April 16,2025, Pradeep Sindhu is the founder of the network equipment company Juniper, and his position in the field of computer network architecture is beyond question. At the beginning of last year, Sindhu was appointed as a Technical Fellow of Microsoft Corporation and Vice President of the Corporate Silicon business. At Microsoft, his task is to develop a network card that can better support Microsoft's self-developed Maia AI server chip, thereby reducing Microsoft's dependence on NVIDIA's GPU chips. Therefore, it is reasonable for OFC to invite him to be the keynote speaker to talk about the network architecture requirements of AI data centers. His speech topic is "Upgrading Data Centers Without Increasing Interface Speeds".

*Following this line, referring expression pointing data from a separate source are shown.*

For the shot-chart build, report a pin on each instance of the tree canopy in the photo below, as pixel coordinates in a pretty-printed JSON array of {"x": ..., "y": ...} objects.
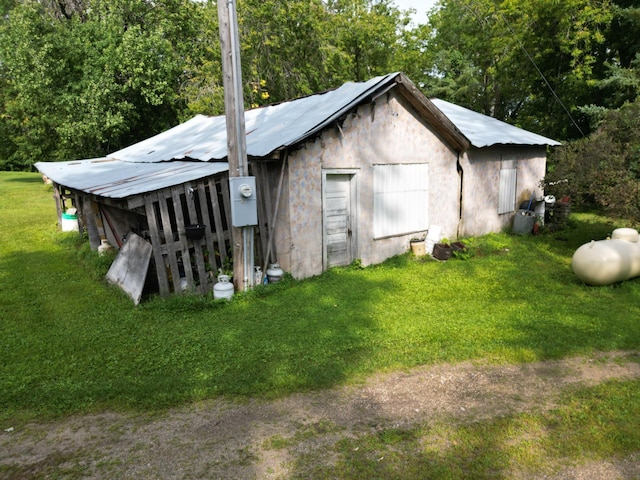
[{"x": 81, "y": 78}]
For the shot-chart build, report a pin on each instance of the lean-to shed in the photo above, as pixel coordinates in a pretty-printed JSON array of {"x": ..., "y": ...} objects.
[{"x": 348, "y": 174}]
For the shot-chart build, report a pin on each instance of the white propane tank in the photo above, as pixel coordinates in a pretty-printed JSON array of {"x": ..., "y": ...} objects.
[
  {"x": 223, "y": 289},
  {"x": 605, "y": 262},
  {"x": 274, "y": 273}
]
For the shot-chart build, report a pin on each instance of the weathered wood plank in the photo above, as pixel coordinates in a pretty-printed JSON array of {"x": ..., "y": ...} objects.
[
  {"x": 190, "y": 193},
  {"x": 182, "y": 236},
  {"x": 169, "y": 242},
  {"x": 161, "y": 269},
  {"x": 204, "y": 209},
  {"x": 217, "y": 216}
]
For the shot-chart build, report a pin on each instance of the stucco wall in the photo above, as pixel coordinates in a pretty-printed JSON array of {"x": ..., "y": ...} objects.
[
  {"x": 386, "y": 132},
  {"x": 481, "y": 179}
]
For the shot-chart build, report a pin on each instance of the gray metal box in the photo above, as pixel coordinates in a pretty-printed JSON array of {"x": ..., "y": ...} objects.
[{"x": 244, "y": 203}]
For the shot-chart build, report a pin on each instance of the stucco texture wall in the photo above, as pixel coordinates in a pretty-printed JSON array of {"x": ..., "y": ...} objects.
[
  {"x": 385, "y": 132},
  {"x": 481, "y": 179}
]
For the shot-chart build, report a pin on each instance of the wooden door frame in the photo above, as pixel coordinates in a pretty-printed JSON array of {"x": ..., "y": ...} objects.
[{"x": 354, "y": 202}]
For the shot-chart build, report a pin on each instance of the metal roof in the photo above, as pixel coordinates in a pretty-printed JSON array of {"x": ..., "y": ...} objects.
[
  {"x": 194, "y": 149},
  {"x": 484, "y": 131},
  {"x": 113, "y": 178},
  {"x": 267, "y": 129}
]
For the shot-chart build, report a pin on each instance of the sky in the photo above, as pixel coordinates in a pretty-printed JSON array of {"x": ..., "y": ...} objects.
[{"x": 422, "y": 6}]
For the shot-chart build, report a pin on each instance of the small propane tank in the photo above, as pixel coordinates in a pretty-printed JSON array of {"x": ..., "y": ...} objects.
[
  {"x": 609, "y": 261},
  {"x": 274, "y": 273},
  {"x": 223, "y": 289},
  {"x": 104, "y": 247}
]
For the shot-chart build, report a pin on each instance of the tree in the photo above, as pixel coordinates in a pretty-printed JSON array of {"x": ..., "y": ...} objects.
[
  {"x": 530, "y": 63},
  {"x": 603, "y": 170},
  {"x": 91, "y": 77}
]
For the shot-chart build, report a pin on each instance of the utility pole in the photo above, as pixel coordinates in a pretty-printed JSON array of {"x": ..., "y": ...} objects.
[{"x": 241, "y": 237}]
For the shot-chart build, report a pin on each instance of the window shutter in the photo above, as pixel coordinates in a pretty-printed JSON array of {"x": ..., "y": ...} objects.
[{"x": 400, "y": 199}]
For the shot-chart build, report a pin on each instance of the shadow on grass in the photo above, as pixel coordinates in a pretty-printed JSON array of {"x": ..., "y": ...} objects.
[
  {"x": 546, "y": 311},
  {"x": 72, "y": 344}
]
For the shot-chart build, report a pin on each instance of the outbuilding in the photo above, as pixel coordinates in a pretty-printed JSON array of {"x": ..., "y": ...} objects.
[{"x": 352, "y": 173}]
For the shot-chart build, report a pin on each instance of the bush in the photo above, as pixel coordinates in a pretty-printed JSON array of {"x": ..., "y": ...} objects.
[{"x": 602, "y": 170}]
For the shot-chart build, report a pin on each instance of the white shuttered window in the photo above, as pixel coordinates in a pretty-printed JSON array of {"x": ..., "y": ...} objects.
[
  {"x": 400, "y": 199},
  {"x": 507, "y": 191}
]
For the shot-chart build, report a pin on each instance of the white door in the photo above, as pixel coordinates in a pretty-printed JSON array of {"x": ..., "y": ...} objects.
[{"x": 338, "y": 219}]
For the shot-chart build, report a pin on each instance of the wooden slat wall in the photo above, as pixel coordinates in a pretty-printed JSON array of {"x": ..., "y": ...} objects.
[{"x": 184, "y": 264}]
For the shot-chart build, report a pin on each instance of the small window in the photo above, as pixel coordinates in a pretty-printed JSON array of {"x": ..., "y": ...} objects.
[
  {"x": 507, "y": 188},
  {"x": 400, "y": 199}
]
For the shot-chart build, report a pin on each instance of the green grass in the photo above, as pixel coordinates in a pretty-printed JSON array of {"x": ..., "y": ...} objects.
[{"x": 71, "y": 343}]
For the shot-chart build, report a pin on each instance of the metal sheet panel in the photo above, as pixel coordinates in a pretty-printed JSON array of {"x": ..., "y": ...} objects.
[
  {"x": 484, "y": 131},
  {"x": 112, "y": 178},
  {"x": 268, "y": 128}
]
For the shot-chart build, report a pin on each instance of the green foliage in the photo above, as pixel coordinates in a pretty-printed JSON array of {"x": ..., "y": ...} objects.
[
  {"x": 497, "y": 57},
  {"x": 603, "y": 170},
  {"x": 86, "y": 83},
  {"x": 71, "y": 343}
]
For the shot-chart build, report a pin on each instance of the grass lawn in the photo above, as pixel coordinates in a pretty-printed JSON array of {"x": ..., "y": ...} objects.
[{"x": 70, "y": 343}]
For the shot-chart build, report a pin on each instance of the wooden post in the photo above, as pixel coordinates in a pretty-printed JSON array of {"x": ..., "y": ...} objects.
[{"x": 236, "y": 139}]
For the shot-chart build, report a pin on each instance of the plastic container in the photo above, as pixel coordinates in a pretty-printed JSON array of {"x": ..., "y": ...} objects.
[
  {"x": 223, "y": 289},
  {"x": 69, "y": 223},
  {"x": 274, "y": 273}
]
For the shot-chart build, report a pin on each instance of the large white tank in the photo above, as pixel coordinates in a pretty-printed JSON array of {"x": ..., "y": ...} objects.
[{"x": 604, "y": 262}]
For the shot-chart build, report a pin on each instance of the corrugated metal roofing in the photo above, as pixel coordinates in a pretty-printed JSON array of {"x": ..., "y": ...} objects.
[
  {"x": 158, "y": 162},
  {"x": 112, "y": 178},
  {"x": 267, "y": 129},
  {"x": 484, "y": 131}
]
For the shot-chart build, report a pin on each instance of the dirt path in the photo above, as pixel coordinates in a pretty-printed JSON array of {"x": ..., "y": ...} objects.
[{"x": 222, "y": 439}]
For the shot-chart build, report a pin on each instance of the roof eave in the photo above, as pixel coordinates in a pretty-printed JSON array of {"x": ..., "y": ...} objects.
[{"x": 425, "y": 108}]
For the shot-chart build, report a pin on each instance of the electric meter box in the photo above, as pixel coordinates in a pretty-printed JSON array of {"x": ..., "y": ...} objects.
[{"x": 244, "y": 202}]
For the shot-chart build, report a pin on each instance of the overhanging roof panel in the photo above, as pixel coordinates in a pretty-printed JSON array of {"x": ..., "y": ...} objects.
[
  {"x": 484, "y": 131},
  {"x": 267, "y": 129},
  {"x": 113, "y": 178}
]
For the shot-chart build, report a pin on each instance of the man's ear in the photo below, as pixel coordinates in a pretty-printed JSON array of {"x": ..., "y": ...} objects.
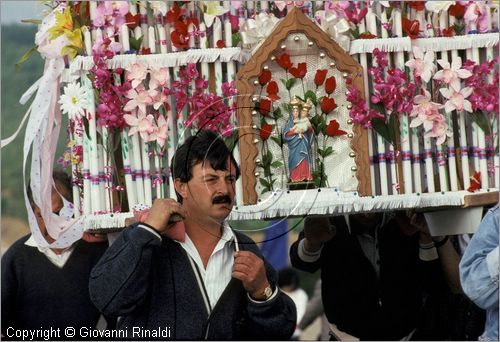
[{"x": 181, "y": 188}]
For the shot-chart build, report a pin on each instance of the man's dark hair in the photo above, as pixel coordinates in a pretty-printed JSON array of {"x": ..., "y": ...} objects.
[
  {"x": 60, "y": 177},
  {"x": 205, "y": 146},
  {"x": 288, "y": 277}
]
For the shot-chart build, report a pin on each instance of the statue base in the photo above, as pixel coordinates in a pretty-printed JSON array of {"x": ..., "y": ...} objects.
[{"x": 301, "y": 185}]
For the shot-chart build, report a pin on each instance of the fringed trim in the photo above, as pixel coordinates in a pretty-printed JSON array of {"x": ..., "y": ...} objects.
[
  {"x": 106, "y": 221},
  {"x": 473, "y": 41},
  {"x": 383, "y": 44},
  {"x": 308, "y": 202},
  {"x": 173, "y": 59}
]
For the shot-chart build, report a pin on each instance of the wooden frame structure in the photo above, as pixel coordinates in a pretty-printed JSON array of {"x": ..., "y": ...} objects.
[{"x": 294, "y": 22}]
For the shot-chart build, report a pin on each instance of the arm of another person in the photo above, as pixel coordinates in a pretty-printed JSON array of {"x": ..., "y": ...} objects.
[
  {"x": 306, "y": 251},
  {"x": 9, "y": 290},
  {"x": 479, "y": 264},
  {"x": 314, "y": 308}
]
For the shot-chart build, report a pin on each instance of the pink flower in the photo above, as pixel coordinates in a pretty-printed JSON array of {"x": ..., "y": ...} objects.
[
  {"x": 159, "y": 77},
  {"x": 456, "y": 100},
  {"x": 425, "y": 111},
  {"x": 162, "y": 131},
  {"x": 452, "y": 75},
  {"x": 191, "y": 71},
  {"x": 477, "y": 15},
  {"x": 138, "y": 98},
  {"x": 422, "y": 65},
  {"x": 159, "y": 98},
  {"x": 439, "y": 131},
  {"x": 143, "y": 124},
  {"x": 136, "y": 73}
]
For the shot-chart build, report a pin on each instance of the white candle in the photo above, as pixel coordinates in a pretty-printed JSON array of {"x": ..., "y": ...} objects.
[
  {"x": 383, "y": 179},
  {"x": 404, "y": 127},
  {"x": 144, "y": 25},
  {"x": 152, "y": 41}
]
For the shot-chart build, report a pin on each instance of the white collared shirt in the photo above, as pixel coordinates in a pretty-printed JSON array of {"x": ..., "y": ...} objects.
[
  {"x": 57, "y": 259},
  {"x": 220, "y": 264}
]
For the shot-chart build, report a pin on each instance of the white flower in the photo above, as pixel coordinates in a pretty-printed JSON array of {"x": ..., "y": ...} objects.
[
  {"x": 452, "y": 74},
  {"x": 212, "y": 9},
  {"x": 74, "y": 101},
  {"x": 438, "y": 6},
  {"x": 158, "y": 6}
]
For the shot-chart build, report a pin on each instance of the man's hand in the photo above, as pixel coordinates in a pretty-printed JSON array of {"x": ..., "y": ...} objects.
[
  {"x": 249, "y": 268},
  {"x": 317, "y": 230},
  {"x": 161, "y": 211}
]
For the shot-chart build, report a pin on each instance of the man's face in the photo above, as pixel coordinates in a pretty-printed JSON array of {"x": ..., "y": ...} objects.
[{"x": 210, "y": 193}]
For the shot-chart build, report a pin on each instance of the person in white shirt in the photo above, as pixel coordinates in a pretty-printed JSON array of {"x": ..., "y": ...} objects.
[{"x": 199, "y": 278}]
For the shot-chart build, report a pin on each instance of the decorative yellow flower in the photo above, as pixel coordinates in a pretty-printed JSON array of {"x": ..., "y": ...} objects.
[{"x": 64, "y": 23}]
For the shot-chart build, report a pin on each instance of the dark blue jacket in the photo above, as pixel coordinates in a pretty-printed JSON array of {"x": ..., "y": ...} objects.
[{"x": 150, "y": 284}]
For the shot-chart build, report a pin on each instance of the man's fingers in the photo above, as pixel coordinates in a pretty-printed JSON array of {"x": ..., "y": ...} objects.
[
  {"x": 240, "y": 276},
  {"x": 242, "y": 268}
]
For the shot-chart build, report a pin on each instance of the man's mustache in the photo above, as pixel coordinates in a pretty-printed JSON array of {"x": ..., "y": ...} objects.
[{"x": 221, "y": 199}]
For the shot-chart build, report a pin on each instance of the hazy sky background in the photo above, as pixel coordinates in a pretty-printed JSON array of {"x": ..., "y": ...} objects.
[{"x": 12, "y": 11}]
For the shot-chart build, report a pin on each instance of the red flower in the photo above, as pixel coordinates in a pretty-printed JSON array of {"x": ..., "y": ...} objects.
[
  {"x": 284, "y": 61},
  {"x": 411, "y": 27},
  {"x": 417, "y": 5},
  {"x": 265, "y": 131},
  {"x": 272, "y": 91},
  {"x": 132, "y": 21},
  {"x": 174, "y": 14},
  {"x": 179, "y": 39},
  {"x": 449, "y": 32},
  {"x": 327, "y": 105},
  {"x": 300, "y": 71},
  {"x": 264, "y": 77},
  {"x": 457, "y": 10},
  {"x": 330, "y": 85},
  {"x": 367, "y": 35},
  {"x": 332, "y": 130},
  {"x": 475, "y": 182},
  {"x": 265, "y": 106},
  {"x": 320, "y": 76}
]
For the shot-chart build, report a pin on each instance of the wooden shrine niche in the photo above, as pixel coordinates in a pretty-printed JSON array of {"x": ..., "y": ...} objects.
[{"x": 293, "y": 115}]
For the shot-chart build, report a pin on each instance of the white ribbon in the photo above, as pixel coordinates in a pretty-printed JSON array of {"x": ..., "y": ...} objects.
[
  {"x": 254, "y": 31},
  {"x": 336, "y": 27},
  {"x": 41, "y": 136}
]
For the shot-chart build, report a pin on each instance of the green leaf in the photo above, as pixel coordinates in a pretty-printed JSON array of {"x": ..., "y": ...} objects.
[
  {"x": 25, "y": 57},
  {"x": 328, "y": 151},
  {"x": 311, "y": 95},
  {"x": 287, "y": 107},
  {"x": 393, "y": 127},
  {"x": 481, "y": 119},
  {"x": 380, "y": 126},
  {"x": 235, "y": 39},
  {"x": 275, "y": 164},
  {"x": 278, "y": 140},
  {"x": 277, "y": 114},
  {"x": 135, "y": 44},
  {"x": 289, "y": 84}
]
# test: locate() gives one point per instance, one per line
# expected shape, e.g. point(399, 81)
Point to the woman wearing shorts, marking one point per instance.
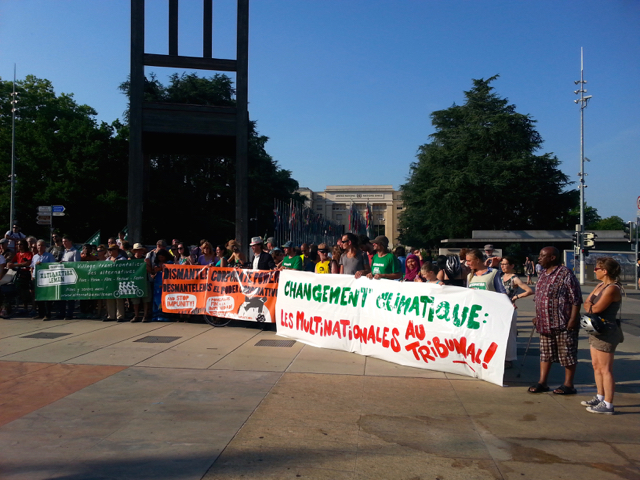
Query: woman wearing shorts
point(605, 301)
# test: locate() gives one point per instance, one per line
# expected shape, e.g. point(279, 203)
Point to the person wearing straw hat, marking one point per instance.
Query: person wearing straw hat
point(261, 259)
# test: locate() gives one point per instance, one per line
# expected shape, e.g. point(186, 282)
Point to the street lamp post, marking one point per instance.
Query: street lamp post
point(14, 102)
point(582, 101)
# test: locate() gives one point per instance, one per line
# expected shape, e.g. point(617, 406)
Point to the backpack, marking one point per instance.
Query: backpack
point(452, 268)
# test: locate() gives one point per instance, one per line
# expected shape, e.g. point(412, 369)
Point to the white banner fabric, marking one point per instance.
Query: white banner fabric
point(444, 328)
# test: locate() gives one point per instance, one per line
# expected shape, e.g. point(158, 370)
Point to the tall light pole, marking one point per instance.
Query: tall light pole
point(14, 103)
point(582, 101)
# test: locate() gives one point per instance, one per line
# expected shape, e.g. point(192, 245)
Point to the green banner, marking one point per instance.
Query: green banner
point(94, 239)
point(91, 280)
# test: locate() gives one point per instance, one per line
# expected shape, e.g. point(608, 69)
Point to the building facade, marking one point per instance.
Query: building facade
point(336, 201)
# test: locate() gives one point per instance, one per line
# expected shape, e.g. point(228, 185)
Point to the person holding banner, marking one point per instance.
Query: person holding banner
point(412, 268)
point(139, 252)
point(291, 261)
point(207, 257)
point(429, 274)
point(558, 299)
point(42, 256)
point(261, 259)
point(162, 257)
point(353, 261)
point(512, 284)
point(21, 263)
point(481, 276)
point(384, 264)
point(115, 306)
point(237, 258)
point(323, 264)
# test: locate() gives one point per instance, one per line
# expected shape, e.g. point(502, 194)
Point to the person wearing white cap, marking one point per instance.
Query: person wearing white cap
point(261, 259)
point(384, 263)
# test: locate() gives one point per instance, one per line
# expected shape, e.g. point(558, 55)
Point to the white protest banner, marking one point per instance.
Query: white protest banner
point(448, 329)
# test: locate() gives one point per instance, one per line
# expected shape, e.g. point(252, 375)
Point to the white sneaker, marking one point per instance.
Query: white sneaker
point(601, 408)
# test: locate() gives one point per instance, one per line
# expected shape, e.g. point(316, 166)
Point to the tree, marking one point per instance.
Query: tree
point(193, 196)
point(63, 156)
point(480, 171)
point(609, 223)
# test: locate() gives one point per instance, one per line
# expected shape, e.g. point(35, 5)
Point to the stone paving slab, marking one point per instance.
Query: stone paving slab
point(138, 423)
point(203, 350)
point(216, 406)
point(248, 356)
point(31, 387)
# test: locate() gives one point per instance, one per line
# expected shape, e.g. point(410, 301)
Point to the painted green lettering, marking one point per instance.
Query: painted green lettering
point(343, 296)
point(457, 320)
point(425, 300)
point(415, 306)
point(317, 293)
point(442, 311)
point(472, 324)
point(334, 295)
point(325, 292)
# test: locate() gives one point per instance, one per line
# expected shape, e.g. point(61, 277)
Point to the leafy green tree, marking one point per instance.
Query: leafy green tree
point(480, 171)
point(63, 156)
point(609, 223)
point(591, 216)
point(193, 196)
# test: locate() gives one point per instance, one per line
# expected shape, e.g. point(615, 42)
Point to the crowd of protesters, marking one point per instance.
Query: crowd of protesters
point(352, 255)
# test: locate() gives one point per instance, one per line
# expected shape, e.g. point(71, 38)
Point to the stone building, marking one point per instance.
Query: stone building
point(335, 202)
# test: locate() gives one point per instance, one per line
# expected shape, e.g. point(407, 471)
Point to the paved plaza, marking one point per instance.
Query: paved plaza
point(84, 399)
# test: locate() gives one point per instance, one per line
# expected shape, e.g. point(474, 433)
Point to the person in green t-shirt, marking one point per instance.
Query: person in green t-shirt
point(291, 261)
point(384, 263)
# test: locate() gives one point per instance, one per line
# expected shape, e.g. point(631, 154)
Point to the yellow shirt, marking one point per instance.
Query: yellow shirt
point(323, 267)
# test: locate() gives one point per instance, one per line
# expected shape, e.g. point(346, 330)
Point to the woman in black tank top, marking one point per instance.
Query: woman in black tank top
point(605, 301)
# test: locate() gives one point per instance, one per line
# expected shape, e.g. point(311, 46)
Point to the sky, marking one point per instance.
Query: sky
point(345, 89)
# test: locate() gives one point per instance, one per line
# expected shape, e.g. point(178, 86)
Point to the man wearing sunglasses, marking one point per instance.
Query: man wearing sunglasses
point(353, 261)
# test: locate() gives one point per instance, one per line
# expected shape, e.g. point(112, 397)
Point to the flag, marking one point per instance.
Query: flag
point(94, 239)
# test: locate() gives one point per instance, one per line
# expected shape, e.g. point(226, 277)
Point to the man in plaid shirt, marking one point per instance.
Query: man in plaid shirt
point(558, 299)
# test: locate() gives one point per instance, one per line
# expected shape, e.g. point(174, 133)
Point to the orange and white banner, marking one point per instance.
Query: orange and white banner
point(423, 325)
point(221, 292)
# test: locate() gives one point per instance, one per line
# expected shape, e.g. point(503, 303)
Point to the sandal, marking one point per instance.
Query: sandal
point(538, 388)
point(564, 390)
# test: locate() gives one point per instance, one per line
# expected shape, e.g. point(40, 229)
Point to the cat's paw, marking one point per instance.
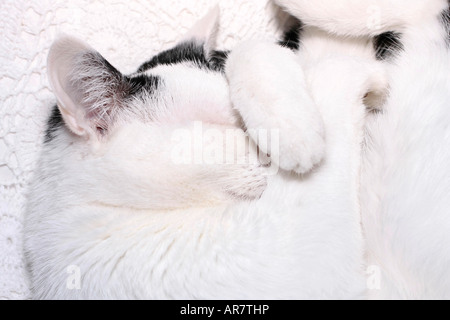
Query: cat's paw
point(268, 89)
point(347, 84)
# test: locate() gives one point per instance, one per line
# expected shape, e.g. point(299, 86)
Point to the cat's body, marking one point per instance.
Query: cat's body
point(132, 224)
point(405, 174)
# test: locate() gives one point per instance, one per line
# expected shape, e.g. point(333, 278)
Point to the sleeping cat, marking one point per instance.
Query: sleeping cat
point(112, 215)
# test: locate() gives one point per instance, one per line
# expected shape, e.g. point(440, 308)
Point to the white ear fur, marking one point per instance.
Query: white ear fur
point(60, 66)
point(206, 29)
point(87, 87)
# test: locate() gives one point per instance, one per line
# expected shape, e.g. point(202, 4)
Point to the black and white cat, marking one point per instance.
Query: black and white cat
point(114, 213)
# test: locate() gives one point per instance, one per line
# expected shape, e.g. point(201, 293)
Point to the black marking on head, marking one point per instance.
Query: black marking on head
point(142, 83)
point(55, 121)
point(445, 19)
point(291, 38)
point(387, 45)
point(185, 52)
point(217, 60)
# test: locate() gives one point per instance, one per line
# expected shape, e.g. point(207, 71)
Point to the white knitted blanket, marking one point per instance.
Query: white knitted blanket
point(127, 33)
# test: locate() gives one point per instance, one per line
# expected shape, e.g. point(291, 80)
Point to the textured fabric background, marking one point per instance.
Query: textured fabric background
point(126, 32)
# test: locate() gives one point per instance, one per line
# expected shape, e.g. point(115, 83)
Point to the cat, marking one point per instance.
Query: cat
point(405, 172)
point(112, 214)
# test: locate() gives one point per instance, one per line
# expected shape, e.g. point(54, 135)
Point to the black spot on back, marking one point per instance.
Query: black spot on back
point(54, 122)
point(387, 45)
point(291, 38)
point(186, 52)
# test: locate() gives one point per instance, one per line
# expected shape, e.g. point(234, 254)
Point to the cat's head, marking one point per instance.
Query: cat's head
point(150, 129)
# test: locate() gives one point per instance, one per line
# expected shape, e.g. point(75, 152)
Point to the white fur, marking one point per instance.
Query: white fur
point(405, 176)
point(256, 83)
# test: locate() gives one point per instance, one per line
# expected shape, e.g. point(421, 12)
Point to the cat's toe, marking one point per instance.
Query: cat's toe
point(299, 152)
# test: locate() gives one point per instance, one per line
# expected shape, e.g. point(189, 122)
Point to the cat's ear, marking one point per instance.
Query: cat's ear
point(89, 90)
point(205, 30)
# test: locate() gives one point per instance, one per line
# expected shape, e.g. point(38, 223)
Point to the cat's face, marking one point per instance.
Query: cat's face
point(154, 126)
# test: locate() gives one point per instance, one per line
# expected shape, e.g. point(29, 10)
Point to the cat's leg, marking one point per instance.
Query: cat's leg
point(362, 17)
point(268, 89)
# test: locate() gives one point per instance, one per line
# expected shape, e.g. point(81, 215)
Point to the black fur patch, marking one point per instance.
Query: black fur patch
point(291, 38)
point(55, 121)
point(141, 83)
point(186, 52)
point(217, 60)
point(387, 45)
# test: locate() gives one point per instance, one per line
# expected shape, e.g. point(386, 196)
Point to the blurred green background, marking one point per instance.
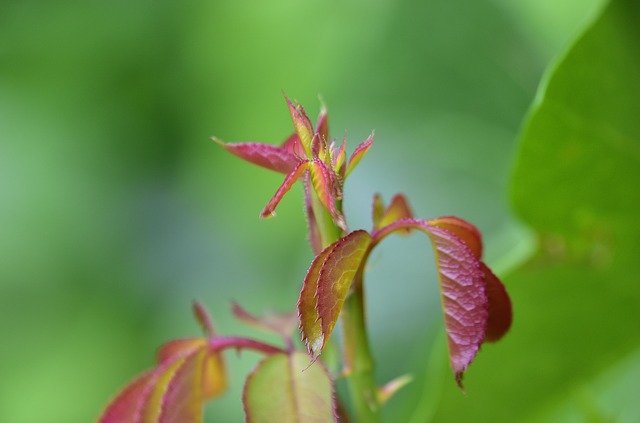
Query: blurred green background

The core of Sindhu's speech in the OFC Keynote session this time is that for the AI interconnection architecture, 200Gbps per lane is sufficient, and there is no need to deliberately chase higher speeds. This view seems to be different from that of many large companies in the venue that are pursuing higher single-lane speeds.

Why is 200Gbps sufficient? Sindhu said that the AI data center interconnection architecture is different from the previous point-to-point connection system. Its main requirements are low latency, low cost, high reliability, and high energy efficiency. In the case of Scale Up, it now has to compete with copper cable solutions and needs to provide higher bandwidth density and Radix. Whether it is Scale Up, Scale Out or the interconnection of data centers, the core internal method is the exchange of Packets, and the core connection method is multi-point to multi-point connection. Under the current situation, upgrading to a single-lane 400Gbps is not only unnecessary but also harmful. There are some parts where I didn't fully grasp Sindhu's meaning. Readers who are interested can watch his speech video again. He probably means that further upgrading the single-lane speed will lead to a decrease in the radix, and then an increase in the number of switching layers, which will cause switching congestion; it will increase the technical difficulty of implementing the physical layer. The difficulty of implementing the physical layer is easy to understand, and for the others, one may need to be more familiar with switch technology to understand. But the conclusion is that 200Gbps per lane is a very good choice now. On the one hand, the speed is fast enough to alleviate the SerDes latency, and on the other hand, it can meet the users' requirements for cost and power consumption.

Sindhu and Andy Bechtolsheim of Arista are from the same era. They have both been committed to breaking Cisco's leading edge. They have studied network architecture on their own, made switches, and Sindhu has also made chips and network cards. Andy has been causing mixed reviews in the industry for advocating LPO in recent years. He didn't give a speech on stage like last year this year. I just saw him sitting alone at his booth from a distance, not knowing what he was thinking.

The greatness of OFC lies in the fact that we can always hear these different voices and there are these people and companies worthy of respect. In Sindhu's speech, there is such a passage: "In 1992, Dave Clark, CEO of Amazon's Global Consumer Business, said, 'We reject kings, presidents, and voting. We only believe in universal consensus and code.' In 2012, I also said, 'We reject all kinds of committees and paper designs. We only believe in universal consensus and chips that can work.'" For the development of the AI architecture, we hope to hear more such voices.